L’Algérie, la Ligue arabe et la Syrie
Après le report de la réunion ministérielle à Djeddah
Par Merzak Tigrine
L’Algérie, qui a affiché publiquement son opposition à une intervention militaire en Syrie et à une solution de cette crise par un changement de régime dans ce
pays, n’est plus en odeur de sainteté avec les pays membres de la Ligue arabe, favorables et activant pour un règlement de ce genre.
À la surprise générale, la Ligue arabe a reporté sa réunion ministérielle, qui devait se tenir à Djeddah et qui “étudiait les développements en Syrie et l'action politique” à entreprendre
après la démission de Kofi Annan, émissaire de l'organisation panarabe arabe et de l'ONU.
Selon une source diplomatique bien informée, ce report, suivi d’une réunion restreinte des pays membres du Conseil de coopération du Golfe (CCG), “ne peut
être interprété que comme une fuite en avant des pays arabes, qui font une fixation sur le changement de régime en Syrie comme seule solution à la crise que vit ce pays”. Et comme la position
algérienne, à l’instar de celle d’un nombre restreint de pays membres de la Ligue arabe, s’est opposée à cette vision, une pression a été exercée afin que cette réunion soit reportée pour éviter
la confrontation.
Le fait que les États membres du CCG, dont la position sur la Syrie est syrienne car appelant tous à un départ du régime de Bachar al-Assad, se soient réunis
le jour même en soirée atteste de leur volonté d’imposer leurs vues. Notre source estime également qu’ils ne voulaient pas discuter de ce problème en présence de l’Algérie, pour ne pas avoir à
afficher aussi publiquement leur opposition à la nomination par le secrétaire général des Nations unies du diplomate algérien, Lakhdar Brahimi, en qualité de médiateur de l’ONU et de la Ligue
arabe, en remplacement de Kofi Annan, démissionnaire.

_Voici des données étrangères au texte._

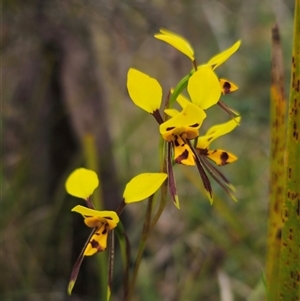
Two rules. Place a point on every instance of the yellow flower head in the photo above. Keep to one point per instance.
(177, 42)
(144, 90)
(180, 128)
(219, 156)
(204, 87)
(103, 222)
(142, 186)
(81, 183)
(223, 56)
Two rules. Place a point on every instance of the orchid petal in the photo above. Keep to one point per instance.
(188, 121)
(81, 183)
(221, 157)
(171, 112)
(142, 186)
(204, 87)
(144, 90)
(220, 58)
(216, 131)
(109, 216)
(227, 86)
(177, 42)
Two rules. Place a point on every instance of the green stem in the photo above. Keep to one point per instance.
(141, 248)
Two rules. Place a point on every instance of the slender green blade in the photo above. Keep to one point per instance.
(277, 169)
(289, 266)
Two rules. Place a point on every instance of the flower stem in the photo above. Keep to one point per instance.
(141, 248)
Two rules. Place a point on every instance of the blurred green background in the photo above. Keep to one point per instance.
(64, 68)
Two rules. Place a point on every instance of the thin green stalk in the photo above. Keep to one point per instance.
(277, 170)
(92, 162)
(289, 263)
(142, 245)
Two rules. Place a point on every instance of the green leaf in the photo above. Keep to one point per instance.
(289, 267)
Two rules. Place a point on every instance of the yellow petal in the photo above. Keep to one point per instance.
(220, 58)
(182, 152)
(142, 186)
(183, 101)
(217, 131)
(177, 42)
(221, 157)
(204, 87)
(144, 90)
(171, 112)
(81, 183)
(227, 86)
(188, 121)
(98, 241)
(109, 216)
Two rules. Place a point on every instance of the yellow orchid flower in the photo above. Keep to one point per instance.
(81, 183)
(204, 87)
(177, 42)
(178, 131)
(142, 186)
(218, 156)
(223, 56)
(145, 92)
(227, 86)
(216, 131)
(103, 222)
(139, 188)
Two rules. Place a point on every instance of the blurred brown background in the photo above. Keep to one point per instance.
(64, 68)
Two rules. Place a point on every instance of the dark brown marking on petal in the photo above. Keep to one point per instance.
(94, 244)
(183, 156)
(226, 88)
(157, 116)
(171, 178)
(202, 151)
(278, 234)
(105, 230)
(224, 157)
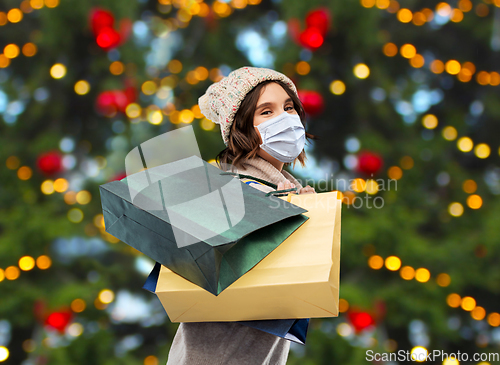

En effet, les pays du Golfe activant pour un départ de Bachar al-Assad, sous la houlette du Qatar et de l’Arabie Saoudite, redoutent fort que
l’ancien ministre algérien des Affaires étrangères n’épouse point leur point de vue sur la question. Par ailleurs, la question de la présence de la Syrie au sommet de l’Organisation de la
conférence islamique (OCI) d’aujourd’hui n’aurait pas fait l’unanimité lors de la réunion ministérielle de la Ligue arabe, parce que l’Algérie et d’autres pays ont toujours milité pour une
représentation de Damas.
Dans ce cadre, notre source nous a appris que l’Algérie défendra sa position lors de la réunion ministérielle de l’OCI devant prendre une décision à ce sujet. Comme la participation est plus importante au niveau de l’OCI avec une soixantaine de pays, contre une vingtaine seulement pour la Ligue arabe, le Qatar, l’Arabie Saoudite et leurs compères auront toutes les peines du monde à se faire entendre, d’autant plus que l’un des principaux soutiens de Bachar al-Assad, le président iranien Mahmoud Ahmadinejad, pèsera de tout son poids en faveur de Damas.